Governador do Distrito Federal reconhece despreparo da polícia

BRASÍLIA - O governador do Distrito Federal, José Roberto Arruda (DEM), reconheceu nesta terça-feira que a polícia local se mostrou despreparada em relação ao caso do torcedor são-paulino baleado por um agente policial antes da final do Campeonato Brasileiro de futebol, no último domingo, na cidade satélite do Gama.

Carol Pires, Último Segundo/Santafé Idéias |

Em visita ao Congresso Nacional, onde participa de audiência sobre o Fundo de Desenvolvimento Regional do Centro-Oeste, Arruda disse, porém, que o despreparo policial é um fenômeno nacional. Este é um fenômeno nacional. Nós aqui estamos com 1,2 mil policiais fazendo curso superior de polícia e temos essa preocupação de preparar melhor o nosso contingente policial porque a sociedade deseja segurança e não violência, disse o governador.
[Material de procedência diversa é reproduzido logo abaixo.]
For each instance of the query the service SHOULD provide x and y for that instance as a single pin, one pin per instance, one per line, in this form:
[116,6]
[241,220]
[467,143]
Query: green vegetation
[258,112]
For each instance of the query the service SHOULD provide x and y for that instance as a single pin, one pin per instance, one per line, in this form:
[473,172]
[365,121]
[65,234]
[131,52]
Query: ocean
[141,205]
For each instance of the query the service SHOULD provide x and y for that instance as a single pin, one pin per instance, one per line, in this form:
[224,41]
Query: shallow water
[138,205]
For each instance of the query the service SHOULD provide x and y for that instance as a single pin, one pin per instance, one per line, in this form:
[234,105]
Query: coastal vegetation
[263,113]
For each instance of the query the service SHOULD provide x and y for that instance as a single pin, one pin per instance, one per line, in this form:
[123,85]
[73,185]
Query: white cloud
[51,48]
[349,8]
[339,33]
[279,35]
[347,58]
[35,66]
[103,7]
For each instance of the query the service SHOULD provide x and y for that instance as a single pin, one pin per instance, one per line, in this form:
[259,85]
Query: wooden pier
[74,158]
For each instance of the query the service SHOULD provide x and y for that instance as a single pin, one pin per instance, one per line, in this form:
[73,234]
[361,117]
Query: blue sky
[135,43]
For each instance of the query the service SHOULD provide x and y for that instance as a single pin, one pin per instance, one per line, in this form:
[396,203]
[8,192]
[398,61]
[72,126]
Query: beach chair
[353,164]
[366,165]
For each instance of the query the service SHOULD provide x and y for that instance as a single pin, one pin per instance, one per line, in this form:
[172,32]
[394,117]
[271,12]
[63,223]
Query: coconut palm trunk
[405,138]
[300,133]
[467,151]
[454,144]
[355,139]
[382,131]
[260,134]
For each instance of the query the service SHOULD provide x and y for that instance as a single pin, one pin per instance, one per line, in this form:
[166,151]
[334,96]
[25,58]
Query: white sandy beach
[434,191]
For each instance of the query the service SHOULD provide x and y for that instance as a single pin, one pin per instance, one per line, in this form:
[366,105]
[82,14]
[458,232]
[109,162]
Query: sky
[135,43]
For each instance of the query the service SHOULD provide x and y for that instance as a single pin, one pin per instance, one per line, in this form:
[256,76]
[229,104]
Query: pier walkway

Arruda ponderou ainda que o incidente deve ser considerado um fato isolado e não pode excluir a capital federal do eixo dos grandes eventos esportivos, uma vez que situações como esta ocorrem também no Rio de Janeiro e São Paulo.

Brasília foi uma das sedes da Copa do Mundo de Futsal sem incidentes, tivermos também o jogo entre Brasil e Portugal e agora a decisão do brasileiro, que foi uma festa bonita, onde houve este fato isolado, que será investigado até as últimas conseqüências, recordou o governador.

Lamento profundamente o que ocorreu, mas isso não deve mudar o fato de Brasília ser receptora de grandes eventos. Situações semelhantes ocorreram no Rio e em São Paulo e em outras grandes cidades e nós não deixamos de admirá-las, disse. Brasília é uma das possíveis cidades-sede da Copa do Mundo de 2014, que será realizada no Brasil.

No último domingo, durante o jogo São Paulo x Goiás, na decisão do Campeonato Brasileiro de futebol, Nilton de Jesus, 26, viajou de São Paulo para o Gama, onde fica o estádio do Bezerrão, para assistir a partida. Integrante de uma torcida organizada do São Paulo, ele se envolveu em uma confusão entre torcidas e acabou baleado na nuca por um policial. Ele segue internado em estado grave e respira com ajuda de aparelhos.